London, Jan 2: Do you know how terrorists are laundering money for their activities? A report in The Telegraph says "Islamic terrorist networks are using online gambling websites to launder money for attacks."
According to the paper, computer experts in al-Qaeda have created an 'online University of Jihad' that is recruiting and training potential terrorists in Britain without them having to risk travelling to camps in Pakistan.
The paper further reveals that a new generation of encrypted software has been developed called Mujahidden Secrets 2 whose updated security is said to allow militants to communicate freely by email without fear of being spied on by the intelligence services. At a select conference on the Terrorist Threat to Britain experts from Jane's Intelligence Group said an online community was growing with younger and more impressionable people inadvertently sponsoring terrorism.
Terry Prattar, a specialist in counter-terrorism with Jane's Strategic Advisory Services, said: "Al-Qaeda want to create a University of Jihad on line, both in a spiritual and financial sense. They want a community that can carry out attack without having to travel abroad for training."
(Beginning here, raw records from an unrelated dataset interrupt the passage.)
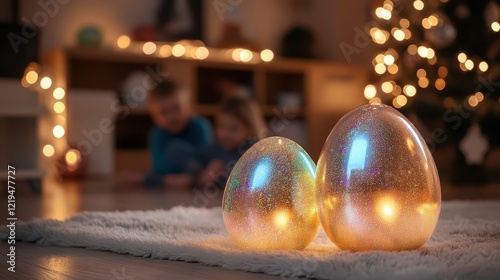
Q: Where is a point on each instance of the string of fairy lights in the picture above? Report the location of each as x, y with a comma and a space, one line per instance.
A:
388, 63
193, 50
54, 96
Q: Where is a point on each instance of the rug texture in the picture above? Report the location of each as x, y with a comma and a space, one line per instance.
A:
465, 245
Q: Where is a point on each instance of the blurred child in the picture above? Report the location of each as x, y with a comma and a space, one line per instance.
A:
176, 136
239, 124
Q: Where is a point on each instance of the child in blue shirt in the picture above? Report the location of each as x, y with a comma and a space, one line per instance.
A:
176, 136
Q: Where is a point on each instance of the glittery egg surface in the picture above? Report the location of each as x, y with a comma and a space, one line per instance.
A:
377, 186
269, 201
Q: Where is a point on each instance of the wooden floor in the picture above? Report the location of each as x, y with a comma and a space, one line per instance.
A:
60, 200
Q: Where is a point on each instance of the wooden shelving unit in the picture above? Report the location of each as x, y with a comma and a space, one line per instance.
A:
20, 112
327, 90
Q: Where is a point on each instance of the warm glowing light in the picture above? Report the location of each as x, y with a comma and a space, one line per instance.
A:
72, 157
48, 150
389, 59
165, 51
462, 57
399, 101
426, 23
45, 82
380, 36
479, 96
24, 83
430, 53
393, 69
495, 26
383, 13
281, 219
59, 107
370, 91
397, 90
443, 72
409, 90
399, 35
123, 41
201, 53
149, 48
418, 5
423, 51
266, 55
421, 73
412, 49
433, 20
388, 5
58, 93
423, 83
404, 23
449, 102
31, 77
483, 66
387, 87
380, 68
178, 50
236, 54
469, 65
432, 60
58, 131
473, 101
440, 84
245, 55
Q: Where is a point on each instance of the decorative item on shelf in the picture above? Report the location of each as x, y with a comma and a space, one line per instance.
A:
133, 93
89, 36
71, 164
298, 42
189, 49
232, 37
179, 20
377, 185
290, 100
144, 33
269, 197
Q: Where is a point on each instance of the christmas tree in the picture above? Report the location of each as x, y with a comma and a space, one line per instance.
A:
438, 60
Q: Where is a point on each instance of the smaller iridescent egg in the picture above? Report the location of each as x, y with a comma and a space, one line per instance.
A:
269, 198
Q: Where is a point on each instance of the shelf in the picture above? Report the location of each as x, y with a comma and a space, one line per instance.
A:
25, 174
21, 112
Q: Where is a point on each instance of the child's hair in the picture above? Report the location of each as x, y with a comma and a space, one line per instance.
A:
248, 112
166, 88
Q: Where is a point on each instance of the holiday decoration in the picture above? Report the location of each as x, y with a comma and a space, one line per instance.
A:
439, 47
269, 198
377, 184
He said the Internet had been used to raise funds for terrorists in Afghanistan including the use of on-line gambling sites to launder cash.
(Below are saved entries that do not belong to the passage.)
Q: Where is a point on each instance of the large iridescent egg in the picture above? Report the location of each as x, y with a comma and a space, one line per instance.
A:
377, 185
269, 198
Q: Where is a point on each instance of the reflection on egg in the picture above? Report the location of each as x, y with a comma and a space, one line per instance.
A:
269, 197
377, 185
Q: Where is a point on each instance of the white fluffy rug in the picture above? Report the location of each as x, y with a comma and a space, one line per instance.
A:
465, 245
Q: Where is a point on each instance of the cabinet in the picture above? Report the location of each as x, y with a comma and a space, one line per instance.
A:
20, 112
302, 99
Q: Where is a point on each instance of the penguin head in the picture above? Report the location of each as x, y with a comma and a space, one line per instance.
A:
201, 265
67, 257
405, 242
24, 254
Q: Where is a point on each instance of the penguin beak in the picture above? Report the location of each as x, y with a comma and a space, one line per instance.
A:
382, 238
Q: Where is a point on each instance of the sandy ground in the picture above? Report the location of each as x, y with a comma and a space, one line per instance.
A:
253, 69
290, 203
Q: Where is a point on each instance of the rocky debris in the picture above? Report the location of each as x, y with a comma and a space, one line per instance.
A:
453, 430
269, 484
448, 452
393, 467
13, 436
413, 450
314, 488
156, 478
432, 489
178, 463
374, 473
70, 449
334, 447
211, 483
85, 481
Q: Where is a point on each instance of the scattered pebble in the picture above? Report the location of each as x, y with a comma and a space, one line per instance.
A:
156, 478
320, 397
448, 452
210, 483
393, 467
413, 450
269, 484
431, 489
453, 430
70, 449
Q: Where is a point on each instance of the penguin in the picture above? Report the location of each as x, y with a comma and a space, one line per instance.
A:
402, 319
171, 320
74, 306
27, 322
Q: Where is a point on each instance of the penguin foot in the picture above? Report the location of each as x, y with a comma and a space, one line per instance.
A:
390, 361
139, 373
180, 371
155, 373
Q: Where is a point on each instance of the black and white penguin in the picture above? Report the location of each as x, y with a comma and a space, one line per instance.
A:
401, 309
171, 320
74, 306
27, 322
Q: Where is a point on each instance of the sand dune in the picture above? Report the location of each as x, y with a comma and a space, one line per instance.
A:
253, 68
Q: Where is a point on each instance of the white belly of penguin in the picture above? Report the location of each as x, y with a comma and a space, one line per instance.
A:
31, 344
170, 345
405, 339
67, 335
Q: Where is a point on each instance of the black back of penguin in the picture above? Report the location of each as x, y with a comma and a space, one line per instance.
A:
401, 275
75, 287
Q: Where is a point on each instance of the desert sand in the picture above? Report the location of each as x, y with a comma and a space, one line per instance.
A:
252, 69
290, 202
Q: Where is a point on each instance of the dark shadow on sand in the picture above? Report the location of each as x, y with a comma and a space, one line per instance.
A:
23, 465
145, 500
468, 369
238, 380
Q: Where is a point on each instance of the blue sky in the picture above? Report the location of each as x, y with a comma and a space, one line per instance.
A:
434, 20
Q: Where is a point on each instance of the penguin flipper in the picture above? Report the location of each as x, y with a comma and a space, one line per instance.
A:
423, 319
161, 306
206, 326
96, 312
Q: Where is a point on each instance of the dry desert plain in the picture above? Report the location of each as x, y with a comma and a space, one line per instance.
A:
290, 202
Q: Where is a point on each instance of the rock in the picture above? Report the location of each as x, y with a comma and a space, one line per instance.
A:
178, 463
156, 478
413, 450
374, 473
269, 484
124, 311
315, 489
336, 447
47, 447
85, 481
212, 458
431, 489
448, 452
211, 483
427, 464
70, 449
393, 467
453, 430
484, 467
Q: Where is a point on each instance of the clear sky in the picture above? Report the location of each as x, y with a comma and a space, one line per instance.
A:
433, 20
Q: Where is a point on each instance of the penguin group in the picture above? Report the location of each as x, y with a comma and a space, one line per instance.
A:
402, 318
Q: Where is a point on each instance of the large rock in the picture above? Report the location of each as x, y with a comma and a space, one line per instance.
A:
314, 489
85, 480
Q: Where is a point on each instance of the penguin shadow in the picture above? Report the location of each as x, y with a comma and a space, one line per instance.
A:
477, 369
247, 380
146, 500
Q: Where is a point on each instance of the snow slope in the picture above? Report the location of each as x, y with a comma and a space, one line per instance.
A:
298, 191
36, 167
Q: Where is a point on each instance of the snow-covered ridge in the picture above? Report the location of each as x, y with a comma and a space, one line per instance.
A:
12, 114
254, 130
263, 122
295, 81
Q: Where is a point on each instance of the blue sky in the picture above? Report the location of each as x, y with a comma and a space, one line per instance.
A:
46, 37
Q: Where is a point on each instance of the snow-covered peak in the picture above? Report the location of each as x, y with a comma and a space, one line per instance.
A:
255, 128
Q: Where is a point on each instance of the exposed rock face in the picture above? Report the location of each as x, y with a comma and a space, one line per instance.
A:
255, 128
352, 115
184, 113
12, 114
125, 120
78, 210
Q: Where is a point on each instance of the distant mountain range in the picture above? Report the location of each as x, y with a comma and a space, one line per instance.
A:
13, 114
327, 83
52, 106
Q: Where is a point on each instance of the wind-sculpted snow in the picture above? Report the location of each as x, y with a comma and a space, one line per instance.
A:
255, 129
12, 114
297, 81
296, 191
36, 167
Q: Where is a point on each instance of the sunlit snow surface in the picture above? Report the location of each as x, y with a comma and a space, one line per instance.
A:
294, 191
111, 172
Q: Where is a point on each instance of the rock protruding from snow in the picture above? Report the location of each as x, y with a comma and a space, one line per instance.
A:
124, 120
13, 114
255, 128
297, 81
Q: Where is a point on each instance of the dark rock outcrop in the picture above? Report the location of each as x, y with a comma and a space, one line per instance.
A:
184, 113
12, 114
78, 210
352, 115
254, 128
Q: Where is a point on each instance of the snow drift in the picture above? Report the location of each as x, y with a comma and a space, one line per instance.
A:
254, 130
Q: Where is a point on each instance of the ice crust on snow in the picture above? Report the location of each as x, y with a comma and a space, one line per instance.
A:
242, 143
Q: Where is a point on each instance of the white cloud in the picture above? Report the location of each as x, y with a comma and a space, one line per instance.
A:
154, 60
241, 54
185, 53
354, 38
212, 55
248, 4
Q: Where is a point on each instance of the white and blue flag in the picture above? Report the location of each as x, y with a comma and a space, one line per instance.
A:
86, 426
Youngsters are invited onto security protected areas after they have been recruited by 'proving themselves on online forums'. A specialist group calling itself the Al Ansar Media Battalion has used videos of American and British troops being blown up to 'make people here feel they are taking part in what going on over there,' Pattar said.
An insurgent sniper called Juba who alleges to have killed 140 US soldiers is said to have a substantial following on the Facebook website under the name Baghdad Sniper. It is thought coalition forces had since killed him.
Analysts are encouraging moderate Muslims to enter the online discussion sites to dismiss the extremists' arguments that gain popularity among the young. The fight against extremists was one of 'ideas, not weapons and a campaign of internet, not training camps', an intelligence source said.